Subscribe to DSC Newsletter

How to use IoT datasets in #AI applications (full stack)

Introduction

Recently, google launched a Dataset search – which is a great resource to find Datasets.  In this post, I list some IoT datasets which can be used for Machine Learning or Deep Learning applications. But finding datasets is only part of the story.  A static dataset for IoT is not enough i.e. some of the interesting analysis is in streaming mode. To create an end to end streaming implementation from a given dataset, we need knowledge of full stack skills. These are more complex (and in high demand). In this post, I hence describe the datasets but also a full stack implementation. An end to end flow implementation is described in the book Agile Data Science, 2.0 by Russell Jurney. I use this book in my teaching at the Data Science for Internet of Things course at the University of Oxford. I demonstrate the implementation from this book below. The views here represent my own.

In understanding an end to end application, the first problem is .. how to capture data from a wide range of IoT devices. The protocol used for this is typically MQTT. MQTT is lightweight IoT connectivity protocol. MQTT is publish-subscribe-based messaging protocol used in IoT applications to manage a large number of IoT devices who often have limited connectivity, bandwidth and power. MQTT integrates with Apache Kafka. Kafka provides high scalability, longer storage and easy integration to legacy systems. Apache Kafka is a highly scalable distributed streaming platform. Kafka ingests, stores, processes and forwards high volumes of data from thousands of IoT devices. (source Kai Waehner)

 

Full stack – End to End

With this background, let us try to understand the end to end (full stack) implementation of an IoT dataset. This section is adapted from the Agile Data Science 2.0 book

Image source:  Agile Data Science, 2.0 by Russell Jurney

We have the following components

Events: represents an occurrence with a relevant timestamp. Events can represent various things (ex logs from the server). In our case, they represent time series data from sensors typically represented as JSON objects

Collectors are event aggregators which collect events from various sources and queue them for action by real-time workers. Typically, Kafka or Azure event hub may be used at this stage.

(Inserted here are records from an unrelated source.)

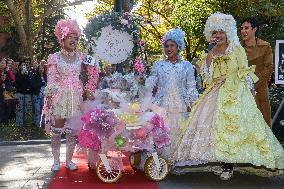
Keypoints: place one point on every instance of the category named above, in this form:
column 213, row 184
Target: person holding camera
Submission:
column 23, row 92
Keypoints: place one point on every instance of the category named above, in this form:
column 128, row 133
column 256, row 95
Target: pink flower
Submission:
column 93, row 77
column 138, row 65
column 160, row 131
column 141, row 43
column 89, row 139
column 64, row 31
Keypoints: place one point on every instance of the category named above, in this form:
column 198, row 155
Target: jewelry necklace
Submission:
column 68, row 54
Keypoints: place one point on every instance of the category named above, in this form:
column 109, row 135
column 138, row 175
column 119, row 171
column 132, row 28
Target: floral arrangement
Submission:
column 99, row 124
column 93, row 77
column 89, row 139
column 120, row 33
column 138, row 65
column 160, row 131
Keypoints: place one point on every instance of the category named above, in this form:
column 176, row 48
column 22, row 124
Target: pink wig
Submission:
column 65, row 27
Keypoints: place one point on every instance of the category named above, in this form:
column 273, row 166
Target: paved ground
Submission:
column 25, row 166
column 28, row 166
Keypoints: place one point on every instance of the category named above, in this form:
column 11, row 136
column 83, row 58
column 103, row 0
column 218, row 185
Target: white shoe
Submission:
column 226, row 175
column 218, row 170
column 71, row 166
column 55, row 166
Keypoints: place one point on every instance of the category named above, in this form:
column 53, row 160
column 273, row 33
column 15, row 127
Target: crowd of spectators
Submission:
column 22, row 90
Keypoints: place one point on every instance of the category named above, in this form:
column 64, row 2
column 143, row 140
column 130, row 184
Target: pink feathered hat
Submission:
column 64, row 27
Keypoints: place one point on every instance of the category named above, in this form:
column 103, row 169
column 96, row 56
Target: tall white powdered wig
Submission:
column 176, row 35
column 222, row 22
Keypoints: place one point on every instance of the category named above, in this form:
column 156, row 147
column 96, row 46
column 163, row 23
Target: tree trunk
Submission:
column 19, row 27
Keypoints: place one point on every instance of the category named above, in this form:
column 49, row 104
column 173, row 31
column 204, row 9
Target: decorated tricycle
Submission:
column 126, row 130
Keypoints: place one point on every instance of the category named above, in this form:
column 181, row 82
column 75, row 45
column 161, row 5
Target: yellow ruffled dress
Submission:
column 225, row 124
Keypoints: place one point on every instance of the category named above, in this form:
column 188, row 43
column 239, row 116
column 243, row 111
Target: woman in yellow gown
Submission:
column 225, row 124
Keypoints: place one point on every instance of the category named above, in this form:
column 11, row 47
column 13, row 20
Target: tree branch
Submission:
column 52, row 9
column 17, row 20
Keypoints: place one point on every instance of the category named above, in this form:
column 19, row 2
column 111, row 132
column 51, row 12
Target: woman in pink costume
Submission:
column 64, row 91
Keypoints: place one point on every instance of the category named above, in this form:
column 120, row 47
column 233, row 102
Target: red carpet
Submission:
column 85, row 179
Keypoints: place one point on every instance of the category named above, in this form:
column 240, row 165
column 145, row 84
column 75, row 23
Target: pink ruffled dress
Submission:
column 64, row 87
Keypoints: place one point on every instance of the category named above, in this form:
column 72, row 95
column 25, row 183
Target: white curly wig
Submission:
column 176, row 35
column 222, row 22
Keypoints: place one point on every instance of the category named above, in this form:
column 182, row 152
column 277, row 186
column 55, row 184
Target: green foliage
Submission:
column 46, row 41
column 276, row 96
column 190, row 16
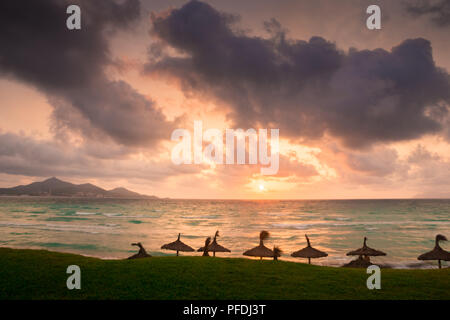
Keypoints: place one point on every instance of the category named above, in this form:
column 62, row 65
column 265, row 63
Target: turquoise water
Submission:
column 105, row 228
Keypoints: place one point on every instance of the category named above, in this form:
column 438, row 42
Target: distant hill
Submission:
column 56, row 187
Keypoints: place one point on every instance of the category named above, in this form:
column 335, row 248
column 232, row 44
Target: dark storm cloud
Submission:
column 305, row 88
column 21, row 155
column 69, row 67
column 437, row 10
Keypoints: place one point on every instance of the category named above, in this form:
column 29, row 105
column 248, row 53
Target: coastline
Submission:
column 41, row 274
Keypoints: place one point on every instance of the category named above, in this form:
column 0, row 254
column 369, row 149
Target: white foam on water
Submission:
column 94, row 229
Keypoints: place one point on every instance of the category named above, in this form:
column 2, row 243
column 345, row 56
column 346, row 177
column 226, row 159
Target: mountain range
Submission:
column 56, row 187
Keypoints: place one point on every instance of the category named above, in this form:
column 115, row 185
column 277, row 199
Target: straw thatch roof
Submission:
column 437, row 253
column 214, row 246
column 141, row 254
column 366, row 251
column 205, row 250
column 177, row 246
column 261, row 250
column 277, row 253
column 309, row 252
column 360, row 262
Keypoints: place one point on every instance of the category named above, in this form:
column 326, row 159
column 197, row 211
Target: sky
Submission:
column 361, row 113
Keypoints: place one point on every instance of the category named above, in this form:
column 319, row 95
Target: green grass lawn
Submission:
column 38, row 274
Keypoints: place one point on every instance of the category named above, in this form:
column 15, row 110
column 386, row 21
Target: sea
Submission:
column 105, row 228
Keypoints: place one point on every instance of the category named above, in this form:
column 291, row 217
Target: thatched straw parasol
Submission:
column 206, row 247
column 214, row 246
column 141, row 254
column 360, row 262
column 437, row 253
column 309, row 252
column 261, row 250
column 177, row 246
column 277, row 253
column 364, row 254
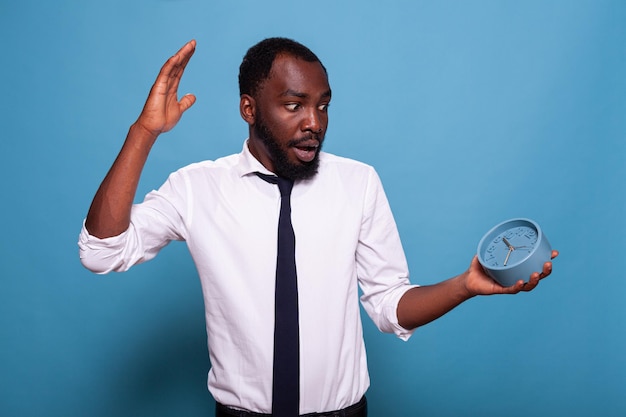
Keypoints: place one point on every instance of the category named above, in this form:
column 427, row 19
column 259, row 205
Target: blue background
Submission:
column 472, row 112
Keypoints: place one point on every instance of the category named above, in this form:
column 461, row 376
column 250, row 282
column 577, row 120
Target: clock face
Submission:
column 510, row 247
column 513, row 250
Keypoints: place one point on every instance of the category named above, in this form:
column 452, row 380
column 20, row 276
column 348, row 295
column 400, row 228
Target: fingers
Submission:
column 187, row 101
column 175, row 66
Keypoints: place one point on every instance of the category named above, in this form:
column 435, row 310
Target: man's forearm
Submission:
column 109, row 214
column 421, row 305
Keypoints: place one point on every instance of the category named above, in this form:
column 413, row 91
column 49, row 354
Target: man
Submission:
column 228, row 212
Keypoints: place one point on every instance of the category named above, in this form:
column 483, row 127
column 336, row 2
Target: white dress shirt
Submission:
column 346, row 237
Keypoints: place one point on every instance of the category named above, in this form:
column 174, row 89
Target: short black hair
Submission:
column 257, row 63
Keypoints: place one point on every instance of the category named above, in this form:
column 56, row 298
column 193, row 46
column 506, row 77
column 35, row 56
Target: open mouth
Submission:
column 306, row 150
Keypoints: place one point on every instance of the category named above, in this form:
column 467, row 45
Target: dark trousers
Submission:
column 357, row 410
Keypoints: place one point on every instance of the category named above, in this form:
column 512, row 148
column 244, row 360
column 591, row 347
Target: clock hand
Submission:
column 506, row 242
column 511, row 249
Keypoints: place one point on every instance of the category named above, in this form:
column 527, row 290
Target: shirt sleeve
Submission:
column 381, row 264
column 153, row 224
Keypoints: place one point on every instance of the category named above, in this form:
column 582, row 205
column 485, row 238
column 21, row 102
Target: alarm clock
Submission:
column 513, row 250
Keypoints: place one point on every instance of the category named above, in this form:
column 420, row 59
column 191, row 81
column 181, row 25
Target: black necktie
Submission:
column 286, row 382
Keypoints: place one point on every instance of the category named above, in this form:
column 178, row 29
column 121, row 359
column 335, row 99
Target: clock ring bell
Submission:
column 513, row 250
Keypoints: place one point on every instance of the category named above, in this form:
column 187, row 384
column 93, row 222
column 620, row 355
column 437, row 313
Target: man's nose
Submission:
column 313, row 121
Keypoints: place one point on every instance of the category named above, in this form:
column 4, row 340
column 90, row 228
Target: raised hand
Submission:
column 478, row 283
column 163, row 109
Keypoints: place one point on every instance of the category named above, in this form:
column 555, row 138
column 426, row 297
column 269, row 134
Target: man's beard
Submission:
column 283, row 167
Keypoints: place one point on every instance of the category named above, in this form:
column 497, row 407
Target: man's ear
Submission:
column 247, row 108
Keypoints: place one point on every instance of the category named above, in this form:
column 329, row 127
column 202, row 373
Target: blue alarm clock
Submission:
column 513, row 250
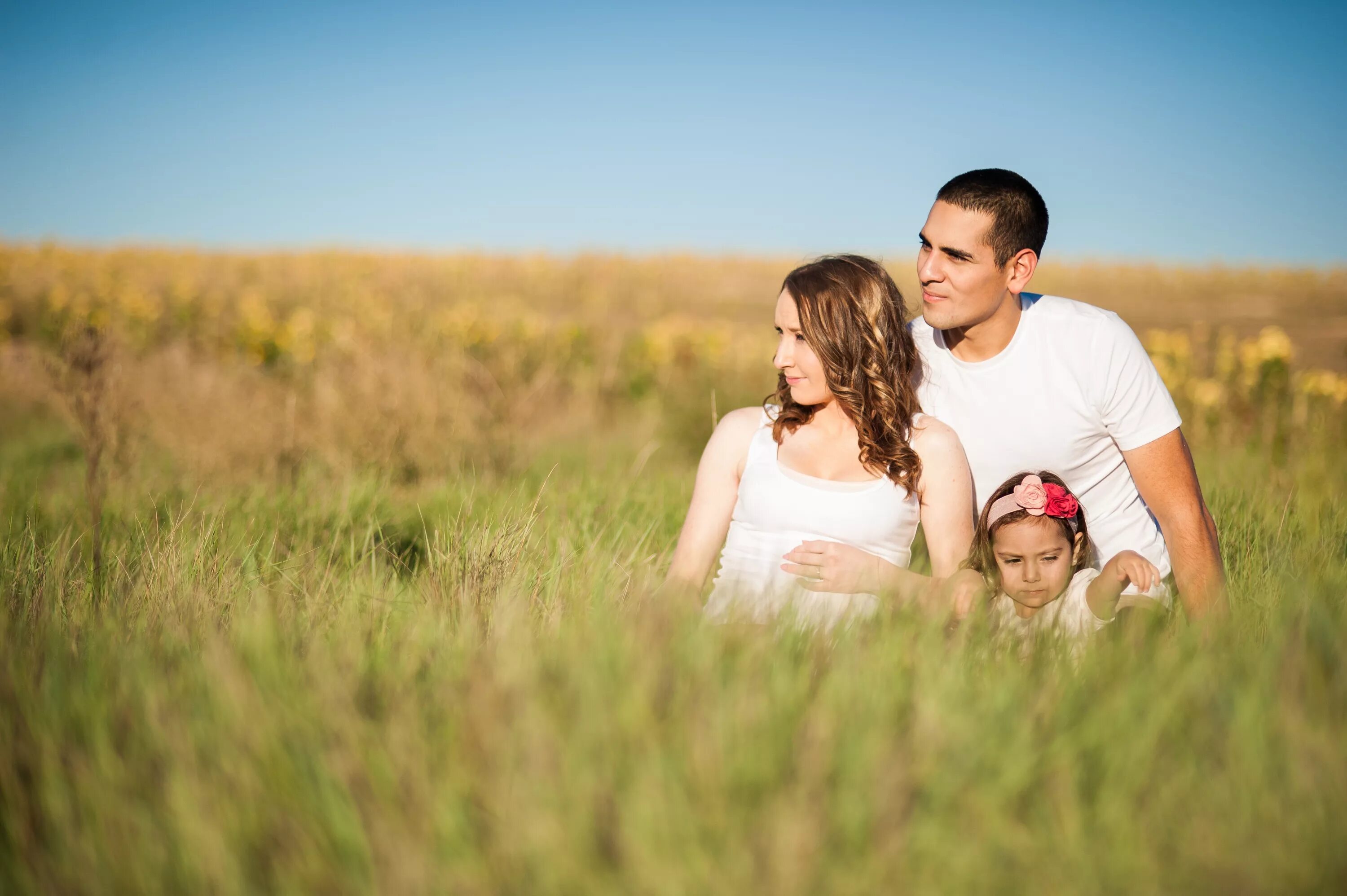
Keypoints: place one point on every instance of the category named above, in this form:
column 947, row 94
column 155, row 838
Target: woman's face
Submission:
column 795, row 359
column 1035, row 561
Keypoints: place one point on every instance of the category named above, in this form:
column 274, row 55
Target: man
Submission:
column 1042, row 383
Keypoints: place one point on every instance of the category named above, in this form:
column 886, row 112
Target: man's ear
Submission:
column 1021, row 268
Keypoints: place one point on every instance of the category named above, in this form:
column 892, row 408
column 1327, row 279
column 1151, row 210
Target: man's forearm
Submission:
column 1195, row 556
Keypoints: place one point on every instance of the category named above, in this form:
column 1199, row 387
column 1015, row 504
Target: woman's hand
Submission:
column 962, row 592
column 832, row 567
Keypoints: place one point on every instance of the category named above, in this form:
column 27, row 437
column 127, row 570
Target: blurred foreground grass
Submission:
column 386, row 620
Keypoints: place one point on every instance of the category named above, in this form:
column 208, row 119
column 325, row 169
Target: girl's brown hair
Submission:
column 982, row 557
column 852, row 314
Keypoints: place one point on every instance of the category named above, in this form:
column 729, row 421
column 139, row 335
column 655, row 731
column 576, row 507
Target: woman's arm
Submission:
column 713, row 499
column 947, row 511
column 946, row 491
column 1128, row 567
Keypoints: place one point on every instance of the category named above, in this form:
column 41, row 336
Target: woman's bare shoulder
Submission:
column 934, row 438
column 735, row 431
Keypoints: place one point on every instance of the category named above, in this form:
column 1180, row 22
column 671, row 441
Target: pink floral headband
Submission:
column 1036, row 498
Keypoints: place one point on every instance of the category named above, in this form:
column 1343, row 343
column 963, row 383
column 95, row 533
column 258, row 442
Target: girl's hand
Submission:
column 1133, row 568
column 832, row 567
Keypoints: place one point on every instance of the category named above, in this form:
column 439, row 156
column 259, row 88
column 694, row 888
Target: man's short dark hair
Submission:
column 1019, row 215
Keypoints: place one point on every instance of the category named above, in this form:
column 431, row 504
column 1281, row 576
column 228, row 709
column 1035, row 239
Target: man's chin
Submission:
column 938, row 317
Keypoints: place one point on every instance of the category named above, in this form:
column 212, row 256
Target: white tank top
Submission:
column 776, row 510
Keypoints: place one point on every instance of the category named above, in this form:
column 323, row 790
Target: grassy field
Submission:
column 376, row 607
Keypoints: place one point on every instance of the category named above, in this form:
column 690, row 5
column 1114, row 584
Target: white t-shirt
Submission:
column 1069, row 616
column 1070, row 394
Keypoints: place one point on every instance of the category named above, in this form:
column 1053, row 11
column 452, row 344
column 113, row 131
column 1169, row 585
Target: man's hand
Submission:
column 832, row 567
column 1129, row 567
column 1168, row 484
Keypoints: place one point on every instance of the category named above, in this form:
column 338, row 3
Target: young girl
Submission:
column 1032, row 550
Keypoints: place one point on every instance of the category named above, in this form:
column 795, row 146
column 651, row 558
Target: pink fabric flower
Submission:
column 1031, row 495
column 1061, row 502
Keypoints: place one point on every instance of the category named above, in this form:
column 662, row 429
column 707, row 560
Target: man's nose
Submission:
column 929, row 268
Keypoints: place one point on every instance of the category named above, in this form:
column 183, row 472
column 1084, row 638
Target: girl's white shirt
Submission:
column 776, row 510
column 1069, row 616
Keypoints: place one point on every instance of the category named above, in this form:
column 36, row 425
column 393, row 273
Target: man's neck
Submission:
column 989, row 337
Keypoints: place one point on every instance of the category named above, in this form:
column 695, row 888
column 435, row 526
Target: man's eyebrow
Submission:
column 954, row 254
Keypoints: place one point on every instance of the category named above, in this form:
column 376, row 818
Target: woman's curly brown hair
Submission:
column 852, row 314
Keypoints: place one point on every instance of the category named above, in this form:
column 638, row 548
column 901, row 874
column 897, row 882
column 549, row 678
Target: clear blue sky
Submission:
column 1211, row 131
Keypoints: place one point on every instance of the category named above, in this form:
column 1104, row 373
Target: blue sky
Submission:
column 1174, row 132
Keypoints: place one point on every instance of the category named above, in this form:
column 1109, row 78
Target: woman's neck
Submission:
column 830, row 419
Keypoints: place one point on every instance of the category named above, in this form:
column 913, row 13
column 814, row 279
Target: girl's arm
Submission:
column 713, row 499
column 946, row 491
column 1125, row 568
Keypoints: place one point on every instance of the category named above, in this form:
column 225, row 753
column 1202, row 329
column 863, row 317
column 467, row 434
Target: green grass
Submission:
column 469, row 685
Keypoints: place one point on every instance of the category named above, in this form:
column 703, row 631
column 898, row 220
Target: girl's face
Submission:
column 795, row 359
column 1035, row 561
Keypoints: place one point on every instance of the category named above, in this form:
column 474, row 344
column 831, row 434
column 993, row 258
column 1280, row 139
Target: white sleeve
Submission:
column 1075, row 616
column 1132, row 398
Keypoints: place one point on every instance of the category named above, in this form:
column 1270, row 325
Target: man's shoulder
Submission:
column 1071, row 313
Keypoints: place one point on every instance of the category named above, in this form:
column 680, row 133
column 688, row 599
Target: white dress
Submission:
column 776, row 510
column 1069, row 618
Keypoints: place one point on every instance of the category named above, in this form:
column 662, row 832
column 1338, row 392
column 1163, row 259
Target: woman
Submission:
column 817, row 496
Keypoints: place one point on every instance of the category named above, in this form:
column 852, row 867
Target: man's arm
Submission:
column 1167, row 480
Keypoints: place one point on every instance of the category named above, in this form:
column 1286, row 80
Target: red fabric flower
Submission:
column 1061, row 502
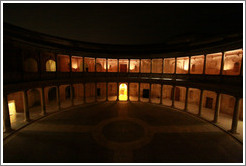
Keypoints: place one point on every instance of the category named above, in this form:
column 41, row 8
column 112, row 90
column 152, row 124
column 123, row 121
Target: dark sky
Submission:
column 126, row 23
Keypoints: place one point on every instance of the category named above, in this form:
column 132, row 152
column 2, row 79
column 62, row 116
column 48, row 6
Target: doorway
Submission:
column 123, row 68
column 123, row 92
column 209, row 102
column 52, row 94
column 177, row 94
column 145, row 93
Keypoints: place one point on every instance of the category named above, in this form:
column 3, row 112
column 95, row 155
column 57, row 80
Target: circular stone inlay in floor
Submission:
column 123, row 131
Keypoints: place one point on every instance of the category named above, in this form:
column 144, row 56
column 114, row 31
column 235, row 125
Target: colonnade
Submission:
column 6, row 117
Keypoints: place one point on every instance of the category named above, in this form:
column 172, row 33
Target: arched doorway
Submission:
column 68, row 92
column 30, row 65
column 33, row 98
column 123, row 92
column 51, row 66
column 52, row 94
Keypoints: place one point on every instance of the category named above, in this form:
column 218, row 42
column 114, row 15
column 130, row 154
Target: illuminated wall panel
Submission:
column 134, row 65
column 157, row 65
column 196, row 64
column 77, row 64
column 169, row 65
column 232, row 62
column 213, row 63
column 101, row 65
column 182, row 65
column 89, row 64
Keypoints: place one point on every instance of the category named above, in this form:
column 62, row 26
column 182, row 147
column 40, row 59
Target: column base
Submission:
column 8, row 130
column 233, row 131
column 27, row 120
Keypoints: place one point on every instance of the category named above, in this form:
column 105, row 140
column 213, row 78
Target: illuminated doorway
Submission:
column 123, row 92
column 12, row 108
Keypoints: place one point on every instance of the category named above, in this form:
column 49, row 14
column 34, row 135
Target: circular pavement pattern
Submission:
column 121, row 132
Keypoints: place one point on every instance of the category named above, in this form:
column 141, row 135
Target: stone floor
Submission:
column 119, row 132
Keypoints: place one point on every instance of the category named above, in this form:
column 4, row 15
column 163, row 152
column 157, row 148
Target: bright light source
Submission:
column 123, row 92
column 12, row 110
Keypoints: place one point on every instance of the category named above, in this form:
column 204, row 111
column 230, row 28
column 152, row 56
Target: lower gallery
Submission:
column 67, row 101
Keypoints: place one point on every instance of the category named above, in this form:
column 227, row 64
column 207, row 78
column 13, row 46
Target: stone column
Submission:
column 186, row 99
column 139, row 91
column 95, row 92
column 189, row 65
column 6, row 117
column 58, row 97
column 204, row 64
column 139, row 65
column 56, row 64
column 72, row 94
column 95, row 65
column 70, row 65
column 235, row 116
column 150, row 92
column 42, row 99
column 128, row 92
column 222, row 64
column 241, row 70
column 84, row 93
column 83, row 64
column 217, row 108
column 175, row 68
column 161, row 93
column 118, row 66
column 162, row 66
column 26, row 108
column 117, row 91
column 106, row 91
column 200, row 103
column 173, row 90
column 150, row 65
column 128, row 65
column 106, row 64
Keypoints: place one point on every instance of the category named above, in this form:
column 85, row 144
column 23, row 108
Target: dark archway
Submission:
column 68, row 92
column 52, row 94
column 177, row 94
column 33, row 98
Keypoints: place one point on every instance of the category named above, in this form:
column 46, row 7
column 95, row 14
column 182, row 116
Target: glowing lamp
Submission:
column 123, row 92
column 12, row 110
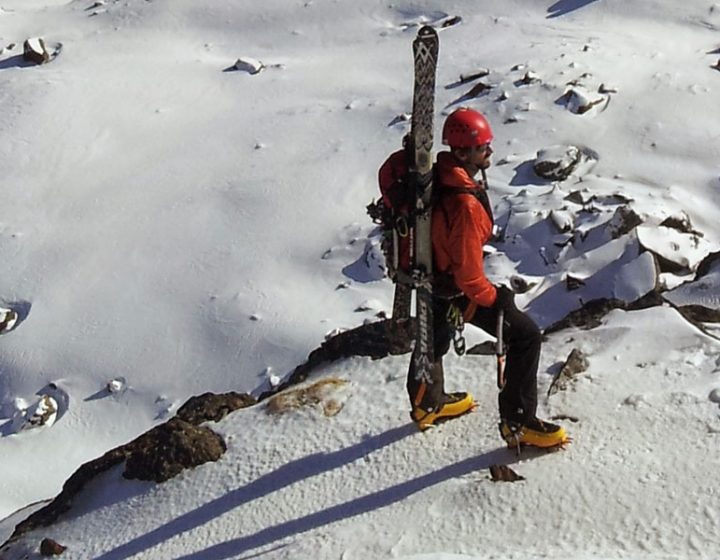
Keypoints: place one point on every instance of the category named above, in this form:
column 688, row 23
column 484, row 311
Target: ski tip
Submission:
column 8, row 320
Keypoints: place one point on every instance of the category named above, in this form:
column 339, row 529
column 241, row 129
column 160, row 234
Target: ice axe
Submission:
column 500, row 351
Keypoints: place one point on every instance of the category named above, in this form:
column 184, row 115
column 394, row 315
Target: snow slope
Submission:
column 185, row 227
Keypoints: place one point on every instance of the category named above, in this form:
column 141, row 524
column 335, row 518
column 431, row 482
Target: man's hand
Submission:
column 505, row 298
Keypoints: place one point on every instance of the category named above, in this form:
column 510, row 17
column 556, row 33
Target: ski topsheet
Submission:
column 425, row 51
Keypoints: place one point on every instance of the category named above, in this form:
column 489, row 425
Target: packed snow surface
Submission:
column 184, row 189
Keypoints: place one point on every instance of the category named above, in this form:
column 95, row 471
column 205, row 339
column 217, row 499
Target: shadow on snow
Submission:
column 566, row 6
column 294, row 472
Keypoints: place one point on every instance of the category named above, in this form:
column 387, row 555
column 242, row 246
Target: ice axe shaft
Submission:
column 500, row 351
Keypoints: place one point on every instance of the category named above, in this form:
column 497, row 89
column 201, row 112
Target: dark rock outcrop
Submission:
column 168, row 449
column 210, row 407
column 159, row 454
column 49, row 547
column 575, row 364
column 34, row 51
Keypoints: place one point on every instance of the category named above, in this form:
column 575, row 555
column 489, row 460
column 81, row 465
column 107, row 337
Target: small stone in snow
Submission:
column 116, row 385
column 249, row 65
column 49, row 547
column 34, row 51
column 503, row 473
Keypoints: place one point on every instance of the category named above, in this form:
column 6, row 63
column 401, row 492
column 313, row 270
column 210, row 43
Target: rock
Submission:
column 209, row 407
column 465, row 78
column 49, row 547
column 708, row 264
column 563, row 220
column 327, row 394
column 250, row 65
column 604, row 88
column 34, row 51
column 520, row 285
column 503, row 473
column 168, row 449
column 557, row 163
column 8, row 320
column 624, row 220
column 158, row 455
column 676, row 252
column 699, row 300
column 579, row 101
column 476, row 90
column 117, row 385
column 581, row 197
column 449, row 22
column 41, row 413
column 573, row 282
column 529, row 78
column 681, row 222
column 575, row 364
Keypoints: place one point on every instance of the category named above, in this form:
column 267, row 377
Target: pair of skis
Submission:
column 425, row 55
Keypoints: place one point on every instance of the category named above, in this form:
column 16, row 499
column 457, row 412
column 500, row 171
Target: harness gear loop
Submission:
column 401, row 226
column 456, row 320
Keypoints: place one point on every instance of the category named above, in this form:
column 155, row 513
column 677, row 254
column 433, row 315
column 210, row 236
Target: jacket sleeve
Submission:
column 471, row 229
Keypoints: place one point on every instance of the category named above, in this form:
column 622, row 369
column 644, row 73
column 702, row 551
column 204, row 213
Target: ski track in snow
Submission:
column 203, row 230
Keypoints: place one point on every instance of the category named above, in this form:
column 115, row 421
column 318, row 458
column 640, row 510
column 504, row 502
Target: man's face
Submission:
column 476, row 158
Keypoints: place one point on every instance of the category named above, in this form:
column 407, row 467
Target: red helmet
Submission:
column 465, row 128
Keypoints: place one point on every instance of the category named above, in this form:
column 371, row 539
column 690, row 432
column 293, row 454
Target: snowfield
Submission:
column 184, row 188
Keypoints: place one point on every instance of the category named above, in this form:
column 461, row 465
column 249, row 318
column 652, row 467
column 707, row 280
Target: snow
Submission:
column 170, row 228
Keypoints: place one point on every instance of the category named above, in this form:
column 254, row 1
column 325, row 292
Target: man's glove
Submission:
column 505, row 298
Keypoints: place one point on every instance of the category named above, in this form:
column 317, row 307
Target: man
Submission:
column 462, row 224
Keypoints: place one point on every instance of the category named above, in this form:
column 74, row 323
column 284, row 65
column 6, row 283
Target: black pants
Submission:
column 522, row 340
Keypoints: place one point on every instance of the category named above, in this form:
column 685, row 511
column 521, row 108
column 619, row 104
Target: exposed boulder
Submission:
column 557, row 163
column 42, row 412
column 624, row 220
column 250, row 65
column 676, row 252
column 699, row 300
column 375, row 340
column 327, row 395
column 159, row 454
column 34, row 50
column 503, row 473
column 210, row 407
column 49, row 547
column 168, row 449
column 578, row 100
column 575, row 364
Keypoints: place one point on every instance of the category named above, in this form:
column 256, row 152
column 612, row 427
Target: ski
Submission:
column 425, row 52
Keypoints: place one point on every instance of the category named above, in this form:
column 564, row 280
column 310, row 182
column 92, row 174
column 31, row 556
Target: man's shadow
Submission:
column 566, row 6
column 295, row 472
column 17, row 61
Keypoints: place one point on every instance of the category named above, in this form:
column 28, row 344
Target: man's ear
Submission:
column 461, row 155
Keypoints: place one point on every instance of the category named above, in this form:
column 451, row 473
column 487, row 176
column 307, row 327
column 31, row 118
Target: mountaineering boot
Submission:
column 534, row 432
column 454, row 405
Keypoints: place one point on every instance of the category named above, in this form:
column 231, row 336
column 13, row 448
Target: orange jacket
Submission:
column 460, row 228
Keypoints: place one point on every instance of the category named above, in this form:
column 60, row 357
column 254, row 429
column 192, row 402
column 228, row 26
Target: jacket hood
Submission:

Bulk storage – represents a file system capable of high I/O – for example S3 or HDFS

Distributed document store – ex MongoDB

A web application server – ex flask, Node.js

The data processing is done via spark. Pyspark is used for the Machine learning (either scikit learn or Sparl MLlib libraries) and the results are stored in MongoDB. Apache Airflow can be used for scheduling

 

Code

from github repository of Agile Data Science, 2.0 

https://github.com/rjurney/Agile_Data_Code_2/tree/training

The EC2 scripts: https://github.com/rjurney/Agile_Data_Code_2/blob/training/aws/ec2_bootstrap.sh *

The real-time notebook with Spark ML/Streaming : https://github.com/rjurney/Agile_Data_Code_2/blob/training/ch08/Deploying%20Predictive%20Systems.ipynb

 

Finally, below are some of the reference datasets you can use with IoT.

To conclude

To conclude, using the strategy and code described here – you could in principle, create an end to end streaming IoT application. 

IoT datasets

Utilities

Gas Sensor Array Drift Dataset Data Set

Water Treatment Plant Data Set

Internet Usage Data Data Set

Commercial Building Energy Dataset

Individual household electric power consumption Data Set

AMPds2: The Almanac of Minutely Power dataset (Version 2)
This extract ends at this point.